Comovente uma cena comum entre nós leva a reflexões sobre a nossa
sociedade.
Num dia primeiro do ano, cedo, a maioria ainda dormindo, um
homem moço, com braços fortes, queimado de sol, de calção e camiseta
corre de uma lixeira à outra, rasgando sacos e deles retirando garrafas
plásticas, latas, papéis e outros objetos para carregar num carrinho
que quase desaparecia sob uma montanha.
Era um carro de duas rodas,
com dois varões horizontais paralelos unidos na frente por uma barra
transversal. Tal era o peso acumulado que parado se inclinava para trás e
os varões apontavam, como lanças, para o céu. O homem move-se com
desenvoltura, concentrado, nada desprezando. Depois de tudo ajeitado,
posiciona-se entre os varões, pula e alcança a barra transversal e
então, com seu peso, equilibra o carro que puxa com grande esforço,
arfante, músculos retesados, seguindo até novo achado onde recomeça.
Oprimido pelo mundo, não desiste e busca com esforço, com as próprias
mãos, retirar do lixo a sobrevivência. Com vontade digna de um deus
grego, um exemplo de fortaleza e caráter para ser cantado em versos e
que mereceria ser eternizado no bronze é, em sua fragilidade social,
um gigante, um centauro, um sobrevivente. Dos restos está, com esforço e
perseverança, arrancando seu sustento, e sabe lá de quantos.

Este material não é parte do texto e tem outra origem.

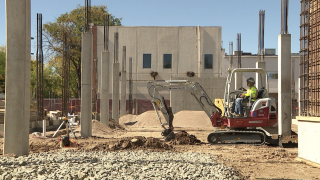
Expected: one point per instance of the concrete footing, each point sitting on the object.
(86, 93)
(17, 112)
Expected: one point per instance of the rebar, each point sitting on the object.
(106, 32)
(284, 16)
(310, 58)
(87, 14)
(130, 86)
(261, 52)
(231, 54)
(116, 47)
(239, 50)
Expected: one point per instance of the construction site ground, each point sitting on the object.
(143, 132)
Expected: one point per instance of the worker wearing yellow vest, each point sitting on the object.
(251, 93)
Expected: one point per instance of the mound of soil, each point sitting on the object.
(191, 119)
(44, 145)
(183, 138)
(149, 119)
(127, 143)
(113, 124)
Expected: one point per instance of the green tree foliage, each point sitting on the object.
(2, 67)
(72, 25)
(51, 78)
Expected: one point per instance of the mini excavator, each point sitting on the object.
(230, 129)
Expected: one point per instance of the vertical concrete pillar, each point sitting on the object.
(86, 93)
(105, 82)
(115, 78)
(260, 79)
(238, 80)
(17, 112)
(284, 84)
(115, 92)
(123, 84)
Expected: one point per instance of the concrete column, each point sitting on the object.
(238, 80)
(123, 94)
(115, 92)
(260, 80)
(123, 84)
(86, 93)
(284, 84)
(17, 112)
(105, 83)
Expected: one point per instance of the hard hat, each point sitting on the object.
(250, 80)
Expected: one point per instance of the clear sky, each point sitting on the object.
(234, 16)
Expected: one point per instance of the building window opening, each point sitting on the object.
(272, 75)
(167, 61)
(208, 61)
(146, 60)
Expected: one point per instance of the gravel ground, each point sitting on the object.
(115, 165)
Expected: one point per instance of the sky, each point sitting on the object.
(234, 16)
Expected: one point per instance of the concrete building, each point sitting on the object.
(174, 51)
(168, 51)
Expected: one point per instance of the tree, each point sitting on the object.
(72, 25)
(2, 67)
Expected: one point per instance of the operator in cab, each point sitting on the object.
(251, 92)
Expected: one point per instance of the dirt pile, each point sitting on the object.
(191, 119)
(127, 143)
(43, 145)
(183, 138)
(112, 124)
(149, 119)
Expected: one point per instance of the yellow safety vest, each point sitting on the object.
(253, 91)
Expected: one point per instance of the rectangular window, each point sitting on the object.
(167, 61)
(272, 75)
(208, 61)
(146, 60)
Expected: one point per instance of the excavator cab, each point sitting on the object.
(259, 113)
(232, 92)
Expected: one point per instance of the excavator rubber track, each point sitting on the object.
(253, 137)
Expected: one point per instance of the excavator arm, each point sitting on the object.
(158, 101)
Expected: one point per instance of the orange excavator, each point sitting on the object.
(230, 129)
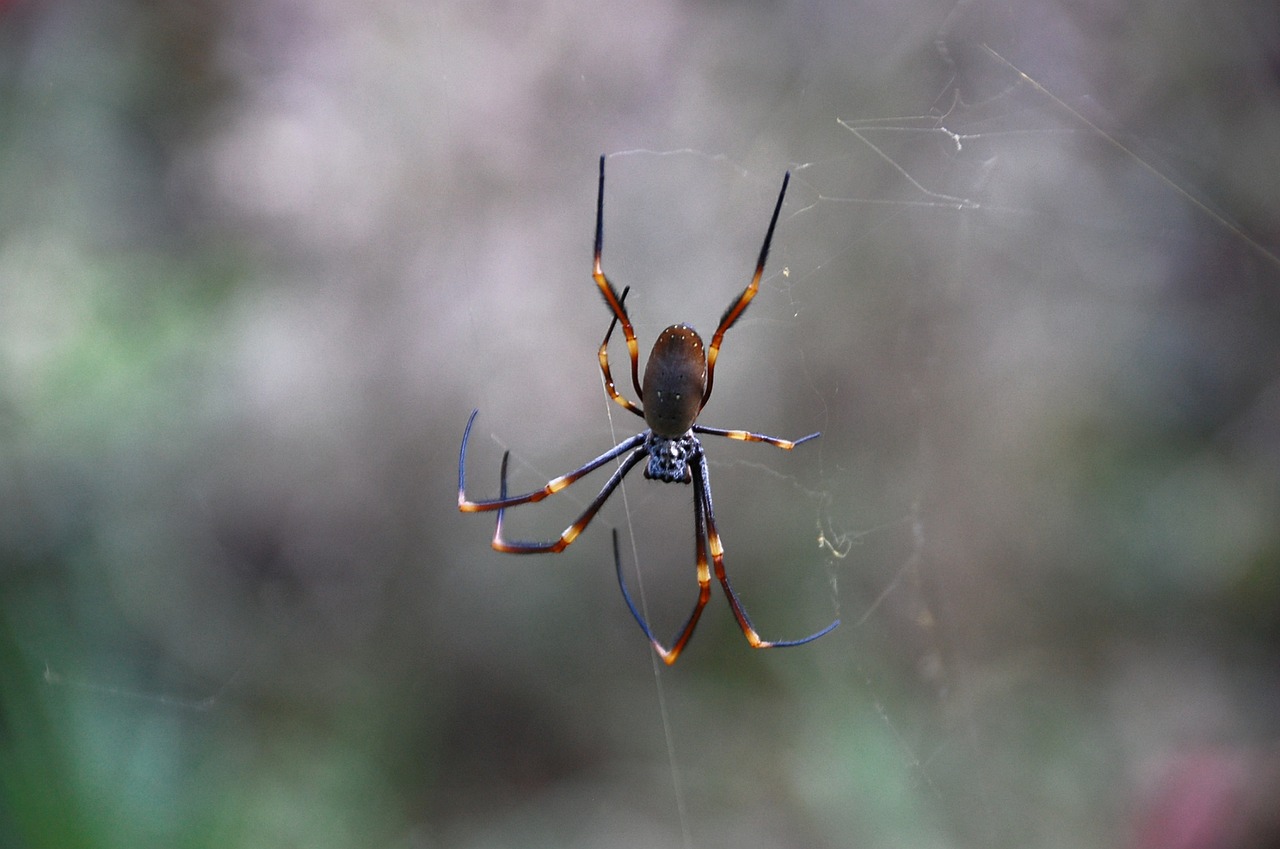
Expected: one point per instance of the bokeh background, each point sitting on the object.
(260, 260)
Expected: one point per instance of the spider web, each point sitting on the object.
(965, 173)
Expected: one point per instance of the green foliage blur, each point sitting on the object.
(259, 261)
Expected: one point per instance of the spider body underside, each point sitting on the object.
(677, 383)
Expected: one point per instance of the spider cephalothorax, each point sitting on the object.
(677, 383)
(670, 459)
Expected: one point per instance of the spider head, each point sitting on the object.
(675, 382)
(670, 459)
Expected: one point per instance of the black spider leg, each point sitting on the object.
(704, 589)
(702, 482)
(571, 533)
(538, 494)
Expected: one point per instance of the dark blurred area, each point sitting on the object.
(260, 260)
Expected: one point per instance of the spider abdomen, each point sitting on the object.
(675, 380)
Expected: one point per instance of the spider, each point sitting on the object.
(677, 383)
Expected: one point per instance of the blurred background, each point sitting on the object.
(260, 260)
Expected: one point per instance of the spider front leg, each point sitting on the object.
(611, 296)
(571, 533)
(552, 487)
(704, 592)
(746, 436)
(703, 496)
(603, 355)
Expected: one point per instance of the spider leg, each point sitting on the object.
(704, 592)
(737, 307)
(549, 489)
(565, 539)
(604, 365)
(746, 436)
(703, 493)
(611, 295)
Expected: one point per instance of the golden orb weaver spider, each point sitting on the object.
(677, 383)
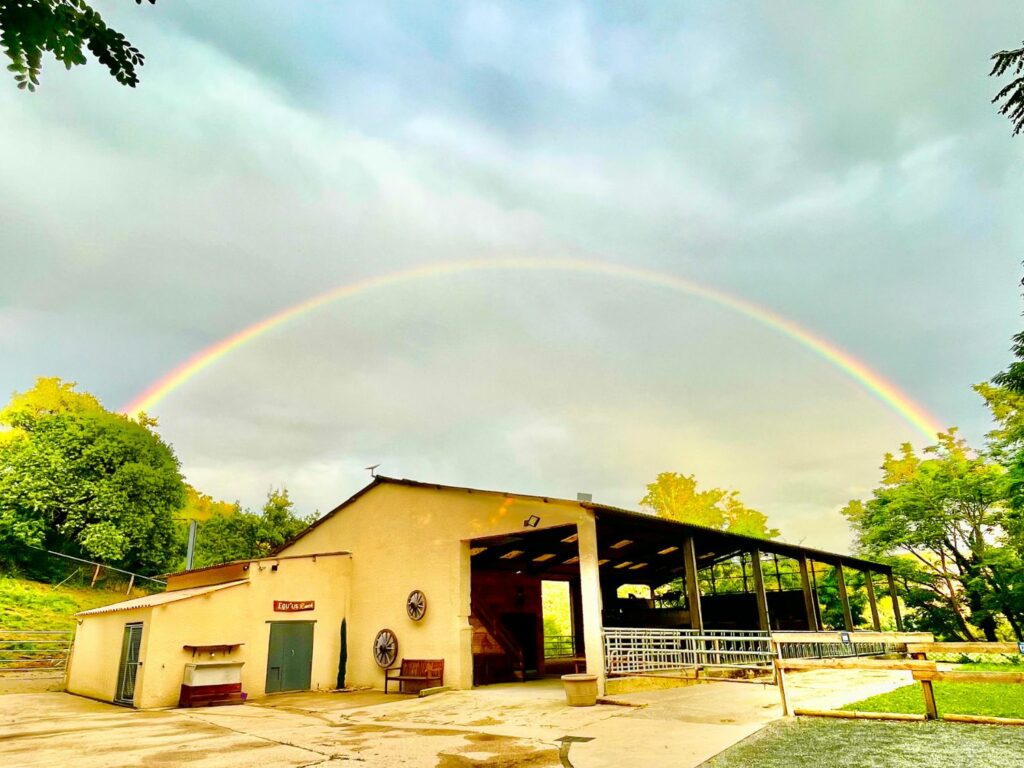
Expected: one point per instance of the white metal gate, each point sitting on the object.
(639, 650)
(29, 654)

Para alguns todas as chances, para outros o lixo! À tamanha disposição, se oportunidade fosse dada, a gratificação seria imensa.
Faz-nos
pensar, ao propiciarmos aos nossos todas as oportunidades, insistirmos,
brigarmos para que façam bem as coisas, estudem, se esforcem e que nos
respondem, às vezes, com indiferença e até desdém.
Um dia li
uma opinião clara de que, para resolver os problemas do tráfego,
dever-se-ia retirar das ruas as carroças, pois elas o atravancam., mas
esqueceu que todavia temos ainda conosco convivendo homens que não
atingiram sequer o estágio da tração animal e puxam eles próprios
seus pesados carros.
Sofisticamente, a opinião esquecia a luta hercúlea
que, com meios naturais elementares, mãos e força física, estão
travando estes nossos irmãos.
Merecem, sim, a nossa admiração e, ao
invés de execrá-los, deveríamos fazer esforços para trazê-los ao século
XXI em que a tração animal e, mais distante, a humana, seriam apenas
uma lembrança.
Não basta tirá-los simplesmente das ruas.